Activists from the Cancer Alliance and the Treatment Action Campaign marched to Premier David Makhura’s office in November, demanding that he urgently address what they termed a “cancer crisis”.
According to the alliance, people with prostate cancer might have to wait for up to five years to get radiotherapy at Charlotte Maxeke. For those needing radiotherapy for breast cancer, the wait could be up to a year. Those awaiting cervical cancer treatment could wait up to six months.
“Nothing has happened since our march last year,” said the Cancer Alliance’s Salomé Meyer.
She said cancer was not regarded as a priority disease, which had resulted in those provinces that did offer treatment not being able to offer it adequately.

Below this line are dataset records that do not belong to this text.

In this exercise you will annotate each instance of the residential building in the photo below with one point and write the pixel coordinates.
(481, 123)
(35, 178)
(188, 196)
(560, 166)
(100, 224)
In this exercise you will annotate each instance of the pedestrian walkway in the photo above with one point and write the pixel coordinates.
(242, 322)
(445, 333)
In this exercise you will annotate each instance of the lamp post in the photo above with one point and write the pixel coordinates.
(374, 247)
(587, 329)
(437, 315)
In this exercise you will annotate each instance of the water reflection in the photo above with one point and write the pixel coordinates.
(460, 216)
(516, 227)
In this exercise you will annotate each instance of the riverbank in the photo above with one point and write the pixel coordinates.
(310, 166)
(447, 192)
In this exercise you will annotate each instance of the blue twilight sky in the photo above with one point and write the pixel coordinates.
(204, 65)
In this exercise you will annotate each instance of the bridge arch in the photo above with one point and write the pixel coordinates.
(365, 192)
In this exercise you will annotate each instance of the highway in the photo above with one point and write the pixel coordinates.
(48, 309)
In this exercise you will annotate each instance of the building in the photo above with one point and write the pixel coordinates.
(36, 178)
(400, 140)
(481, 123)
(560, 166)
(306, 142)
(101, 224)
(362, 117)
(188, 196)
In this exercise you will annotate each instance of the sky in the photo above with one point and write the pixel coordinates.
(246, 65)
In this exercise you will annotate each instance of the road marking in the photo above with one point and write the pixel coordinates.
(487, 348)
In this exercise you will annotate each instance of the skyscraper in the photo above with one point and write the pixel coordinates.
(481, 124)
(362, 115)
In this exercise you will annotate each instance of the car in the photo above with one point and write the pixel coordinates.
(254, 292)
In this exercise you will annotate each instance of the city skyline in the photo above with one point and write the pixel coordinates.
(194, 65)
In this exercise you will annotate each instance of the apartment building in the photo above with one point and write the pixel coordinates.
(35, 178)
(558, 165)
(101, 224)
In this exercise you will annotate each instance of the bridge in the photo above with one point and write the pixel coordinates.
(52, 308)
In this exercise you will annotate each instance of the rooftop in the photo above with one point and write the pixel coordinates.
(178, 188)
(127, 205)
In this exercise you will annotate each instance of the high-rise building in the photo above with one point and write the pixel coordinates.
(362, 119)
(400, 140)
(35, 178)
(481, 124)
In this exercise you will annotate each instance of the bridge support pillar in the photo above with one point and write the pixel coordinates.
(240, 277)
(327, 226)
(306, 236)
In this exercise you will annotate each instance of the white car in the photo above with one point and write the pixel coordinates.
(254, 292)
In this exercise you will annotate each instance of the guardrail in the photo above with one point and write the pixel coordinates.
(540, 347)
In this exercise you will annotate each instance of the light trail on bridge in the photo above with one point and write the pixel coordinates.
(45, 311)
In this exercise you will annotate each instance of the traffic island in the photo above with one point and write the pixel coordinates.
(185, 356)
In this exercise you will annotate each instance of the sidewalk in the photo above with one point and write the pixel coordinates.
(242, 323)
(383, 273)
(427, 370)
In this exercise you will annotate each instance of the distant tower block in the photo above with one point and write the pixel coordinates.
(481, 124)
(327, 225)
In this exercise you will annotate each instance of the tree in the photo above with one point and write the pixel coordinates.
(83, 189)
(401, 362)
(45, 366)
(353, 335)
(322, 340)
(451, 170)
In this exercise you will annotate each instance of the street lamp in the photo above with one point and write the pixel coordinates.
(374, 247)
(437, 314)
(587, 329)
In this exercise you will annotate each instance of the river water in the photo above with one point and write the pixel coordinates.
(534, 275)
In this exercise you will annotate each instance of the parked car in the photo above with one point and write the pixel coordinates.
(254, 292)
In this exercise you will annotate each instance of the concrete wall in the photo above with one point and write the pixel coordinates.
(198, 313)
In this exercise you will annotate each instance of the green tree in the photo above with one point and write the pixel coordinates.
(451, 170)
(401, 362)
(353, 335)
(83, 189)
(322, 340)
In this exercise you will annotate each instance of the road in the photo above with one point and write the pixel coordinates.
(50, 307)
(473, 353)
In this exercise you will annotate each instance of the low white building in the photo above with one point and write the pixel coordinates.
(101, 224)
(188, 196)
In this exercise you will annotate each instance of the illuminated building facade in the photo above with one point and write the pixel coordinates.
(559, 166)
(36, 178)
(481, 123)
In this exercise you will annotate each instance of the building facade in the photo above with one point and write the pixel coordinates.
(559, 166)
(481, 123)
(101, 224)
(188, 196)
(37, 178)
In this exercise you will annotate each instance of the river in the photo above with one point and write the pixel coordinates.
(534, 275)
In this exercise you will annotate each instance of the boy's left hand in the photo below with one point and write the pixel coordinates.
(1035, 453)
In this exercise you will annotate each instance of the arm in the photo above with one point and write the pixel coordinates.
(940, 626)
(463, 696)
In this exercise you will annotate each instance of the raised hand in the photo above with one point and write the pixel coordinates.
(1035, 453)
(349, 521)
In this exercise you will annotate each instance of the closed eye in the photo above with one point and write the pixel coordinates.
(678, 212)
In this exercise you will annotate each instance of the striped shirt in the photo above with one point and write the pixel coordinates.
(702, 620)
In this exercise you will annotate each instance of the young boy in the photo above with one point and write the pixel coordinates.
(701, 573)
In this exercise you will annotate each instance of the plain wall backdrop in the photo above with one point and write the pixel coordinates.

“What we have currently is that women are being screened for cervical cancer and that is because there’s a policy that is in place. There’s a policy for breast cancer but unfortunately that policy has not been implemented because the provinces don’t have money to train our primary healthcare staff how to do a clinical breast examination, and we don’t have enough mammograms. They are busy with the lung cancer policy and the prostate cancer policy but to a certain extent, the policies mean nothing because the provinces don’t have the money to implement them,” Meyer said.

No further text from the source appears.